So, naturally, we’re going to get some friction as Blade is brought in to work with a group called the Blood Pack, who have been training to take him down. The Blood Pack seems to be nominally led by vampires named Asad (Danny John-Jules) and Nyssa (Leonor Varela), the philosophical heart of the group appears to be that of Reinhardt (Ron Perlman), who hates Blade with a true intensity. There are some fireworks initially between Reinhardt and Blade, of course, before the group heads out to hunt the new menace.
The film works on a couple of basic stories running at the same time. On one level, there is the reaper threat, which is a real one. The reapers are immune to silver (Blade’s main weapon against normal vampires) and appear to be only affected by sunlight and the desperate need to keep feeding. There is also a great deal of tension between Blade and the Blood Pack. While Asad, Nyssa, and a third vampire named Snowman (Donnie Yen) appear to be willing to work with him, the rest are openly hostile, waiting for their chance to strike at their most feared enemy. And, naturally, there is going to be a love story here, too. An understanding happens between Blade and Nyssa, which leads to something like an attraction despite their clear differences.
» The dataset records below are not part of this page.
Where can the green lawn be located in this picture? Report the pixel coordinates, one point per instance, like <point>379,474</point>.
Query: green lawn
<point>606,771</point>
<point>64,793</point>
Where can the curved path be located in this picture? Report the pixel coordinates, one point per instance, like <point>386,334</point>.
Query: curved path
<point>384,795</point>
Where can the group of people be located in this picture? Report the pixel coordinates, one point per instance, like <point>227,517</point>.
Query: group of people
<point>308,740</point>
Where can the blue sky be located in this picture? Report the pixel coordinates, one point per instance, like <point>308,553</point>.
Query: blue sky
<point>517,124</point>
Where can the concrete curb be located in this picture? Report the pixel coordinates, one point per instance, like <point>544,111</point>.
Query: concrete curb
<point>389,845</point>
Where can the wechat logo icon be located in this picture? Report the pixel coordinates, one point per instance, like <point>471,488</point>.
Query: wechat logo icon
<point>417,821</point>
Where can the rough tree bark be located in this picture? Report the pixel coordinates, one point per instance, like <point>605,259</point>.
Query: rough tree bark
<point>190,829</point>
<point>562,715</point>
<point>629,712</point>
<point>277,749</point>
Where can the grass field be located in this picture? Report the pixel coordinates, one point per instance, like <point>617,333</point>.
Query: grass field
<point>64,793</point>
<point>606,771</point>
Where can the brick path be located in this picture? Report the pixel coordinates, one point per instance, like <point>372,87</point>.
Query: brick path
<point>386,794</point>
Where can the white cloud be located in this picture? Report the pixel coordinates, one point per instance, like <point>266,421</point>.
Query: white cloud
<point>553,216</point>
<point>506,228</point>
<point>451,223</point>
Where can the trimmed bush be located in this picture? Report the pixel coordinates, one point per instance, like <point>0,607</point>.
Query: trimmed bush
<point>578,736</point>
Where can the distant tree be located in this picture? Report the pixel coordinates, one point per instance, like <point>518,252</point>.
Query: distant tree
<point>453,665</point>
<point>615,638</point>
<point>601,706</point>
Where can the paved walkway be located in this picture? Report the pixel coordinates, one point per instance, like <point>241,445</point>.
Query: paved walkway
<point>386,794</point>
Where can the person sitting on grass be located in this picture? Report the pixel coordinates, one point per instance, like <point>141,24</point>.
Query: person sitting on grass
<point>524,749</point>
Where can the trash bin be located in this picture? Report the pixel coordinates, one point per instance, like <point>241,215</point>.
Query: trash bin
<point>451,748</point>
All of that is pretty straightforward, but it really does all work. Where Blade II really shines is in the action sequences. A couple of them are marred by some very primitive CGI work that shows its age (it was decent for the time, but obvious to modern eyes), but most are purely practical combats that involve Wesley Snipes kicking a significant amount of ass with a variety of weapons.
In fact, the action sequences are simultaneously the best thing about Blade II and the thing where I have the biggest disconnect. In the Blade universe, it’s established that mere contact with silver causes a vampire to turn to ash almost immediately; the slightest touch is fatal to them. Naturally, Blade uses a number of silver weapons to his advantage—a mere scratch with one causes the vampire victim to burst into flame. Despite this, he spends a great deal of time beating the crap out of his enemies, punching them repeatedly before finally striking with a silver weapon. I get why this is the case. Watching a bunch of vampires turn into so much reddened ash is fun, but only for a time. We want to see an actual fight sequence (all of which were evidently choreographed by Donnie Yen), which means that Blade throws a lot of kicks and punches when he could simple drop someone with a silver bullet or tap them with one of his silver stakes/blades/throwing devices. Why? Because it looks cool, and there’s a certain need for style for at least some of this.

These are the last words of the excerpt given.